In the professional world, I have chosen a vocation that makes the rest of the office immediately and intrinsically dependant on me: I am a Network Engineer. I am an IT Administrator. I am a COMPUTER GEEK. Whatever you think you know about computers, odds are that I not only know more than you, I’ll probably make you feel insignificant while I demonstrate it. At least, my pantheon will, I personally try to be civil, gracious and understanding. Which is no mean feat after you come to me, head down, laptop computer in hand, and tell me that your email won’t work for the 100th time. And I just KNOW I’m gonna clean out a bazillion cookies from your internet cache that point to “Bondage Goth Sluts” or “Mexican Booty Bitches” before I clean out the dozen or so malware programs you so ignorantly downloaded into your registry along with your Swedish child porn.
Martial arts are, in particular, a great opportunity to spectacularly plummet to the ground with smoke trailing out of your ass in front of a fan-packed stadium, through no other reason than your very own precious, overbearing self-centeredness. Mongo is MANLY MAN! I can kick and punch, grunt grunt! The problem is that no matter how great you are at whatever art you do, eventually you will run into some quiet little nerd who trains his ass off but doesn’t say a thing about it. And he will fuck you up in nine different languages. I have had some STELLAR examples of this in my training past as well! The inherent problem with martial arts training is that it can take a mild, timid person & instill an ego in him the size of the friggin’ Swiss Alps. If the person training already has an inflated ego, they usually just stand back and watch that bastard expand.
As a martial arts TEACHER, well, that is even worse. You are in a position that historically both draws subordinates to you & demands that you verbally and physically abuse them. You are pretty much given the keys to your own private kingdom and people will pay you to scream at them.
I blame tradition for this, personally. We are taught how to fight, but seldom given the tools to equally control ourselves. We attain elevated levels of stamina & many of us go through a studmuffin phase, but no one ever tells us to keep our dicks out of the dojo. There are a set of Taoist exercises that are very popular called “Happy Woman Techniques” (I’m not joking, look this up) but I can’t seem to find any ancient scrolls on “Provided-For Family Techniques” or “Monogamous Husband Techniques”.
Personally, I don’t think ego is something you necessarily “conquer” per se, there are times when it’s absolutely necessary in your life. There are times when humility is the WRONG answer to a problem. Instead, I think you should strive for an equilibrium between ego and humility. It’s a constantly sliding scale, and the trick is realizing when there is an over-abundance of one, or a latent absence of the other. You NEED a certain amount of ego at your job, in your car, at the supermarket. You need the confidence it supplies to face traffic, stand your ground about a point in front of your boss, or change lanes. But you also need to be able to tell it to BACK OFF when some asslick driver flips you off or cuts you off, and not fly into an irrational rage. You need to be receptive when your boss says “I understand your concerns Bobbe, but we’re still going to do it my way”. The hardest test of ego can usually be defined in that moment when your social superior approaches you (at work, Karate School, what have you) and tells you how to do something that you are light-years more knowledgeable than he is in. And you have to obey him anyway. Some self-help gurus try to lump this under “character building” but it’s really that sliding scale of ego again.

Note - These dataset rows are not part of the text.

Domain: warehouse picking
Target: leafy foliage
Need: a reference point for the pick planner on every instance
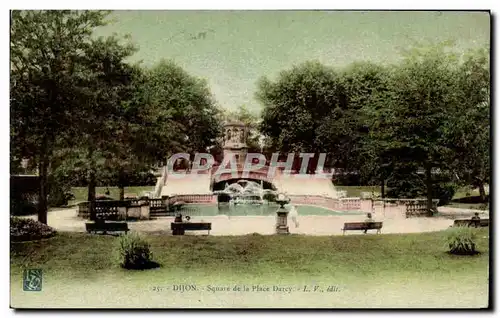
(49, 73)
(461, 240)
(133, 252)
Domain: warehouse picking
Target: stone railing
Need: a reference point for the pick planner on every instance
(115, 210)
(407, 207)
(194, 198)
(343, 204)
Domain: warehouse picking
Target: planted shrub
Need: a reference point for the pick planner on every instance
(22, 229)
(461, 240)
(134, 252)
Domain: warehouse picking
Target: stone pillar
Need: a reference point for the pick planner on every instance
(367, 206)
(281, 222)
(144, 209)
(166, 202)
(122, 213)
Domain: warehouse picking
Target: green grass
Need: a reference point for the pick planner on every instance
(81, 192)
(363, 256)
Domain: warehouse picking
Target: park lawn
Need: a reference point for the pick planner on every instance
(374, 271)
(79, 254)
(81, 192)
(463, 192)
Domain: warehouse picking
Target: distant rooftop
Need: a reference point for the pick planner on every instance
(234, 123)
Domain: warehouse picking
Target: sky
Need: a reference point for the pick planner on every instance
(233, 49)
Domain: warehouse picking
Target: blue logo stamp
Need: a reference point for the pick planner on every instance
(32, 280)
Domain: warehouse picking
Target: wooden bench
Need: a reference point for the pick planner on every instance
(107, 227)
(178, 228)
(361, 226)
(473, 223)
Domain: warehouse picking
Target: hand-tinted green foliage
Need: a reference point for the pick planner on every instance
(184, 107)
(133, 252)
(461, 240)
(48, 76)
(298, 103)
(22, 229)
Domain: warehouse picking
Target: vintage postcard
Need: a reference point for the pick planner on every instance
(250, 159)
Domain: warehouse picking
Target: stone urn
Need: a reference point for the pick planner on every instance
(282, 215)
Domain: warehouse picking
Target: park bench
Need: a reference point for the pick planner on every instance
(106, 227)
(178, 228)
(474, 223)
(361, 226)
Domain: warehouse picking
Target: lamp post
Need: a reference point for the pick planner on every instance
(282, 214)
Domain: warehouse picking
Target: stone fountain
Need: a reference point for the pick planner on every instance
(282, 214)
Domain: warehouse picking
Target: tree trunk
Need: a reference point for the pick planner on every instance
(122, 192)
(382, 188)
(482, 192)
(428, 185)
(91, 186)
(43, 189)
(91, 195)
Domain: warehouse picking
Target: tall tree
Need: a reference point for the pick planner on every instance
(184, 107)
(47, 50)
(297, 103)
(423, 99)
(470, 131)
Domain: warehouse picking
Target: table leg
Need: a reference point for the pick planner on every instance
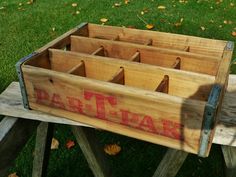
(14, 133)
(171, 163)
(92, 151)
(229, 154)
(42, 149)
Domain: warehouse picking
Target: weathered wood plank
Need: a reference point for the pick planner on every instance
(92, 150)
(79, 70)
(152, 105)
(42, 149)
(171, 163)
(14, 133)
(11, 105)
(230, 160)
(102, 68)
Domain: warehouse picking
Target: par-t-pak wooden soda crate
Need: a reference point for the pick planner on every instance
(159, 87)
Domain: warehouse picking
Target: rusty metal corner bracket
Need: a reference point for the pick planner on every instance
(209, 119)
(21, 79)
(229, 46)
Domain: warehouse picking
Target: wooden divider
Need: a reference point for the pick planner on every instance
(147, 54)
(135, 74)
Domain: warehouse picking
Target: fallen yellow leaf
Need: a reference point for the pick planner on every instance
(117, 4)
(74, 4)
(103, 20)
(112, 149)
(54, 144)
(13, 175)
(161, 7)
(234, 33)
(149, 26)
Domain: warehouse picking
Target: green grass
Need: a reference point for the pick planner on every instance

This posting is probably going to disappoint you, because for once I don’t have any cut-and-dried answers. As I said earlier, I struggle with this every day. Some I win, some I blow all to hell and back. If I’m lucky, I sometimes get the opportunity to change things about me that could use some adjustments. Other times I am often doing or saying something annoying to someone & won’t know it until months if not years later.
I have a couple of tricks that keep myself in check, though. There is a saying I got from the “Dune” series that I have always found insightful, and I apply it to myself, especially when I am in front of my students:
“Here lies a toppled God, and his fall was not a small one. We did but make his pedestal a narrow and a tall one.”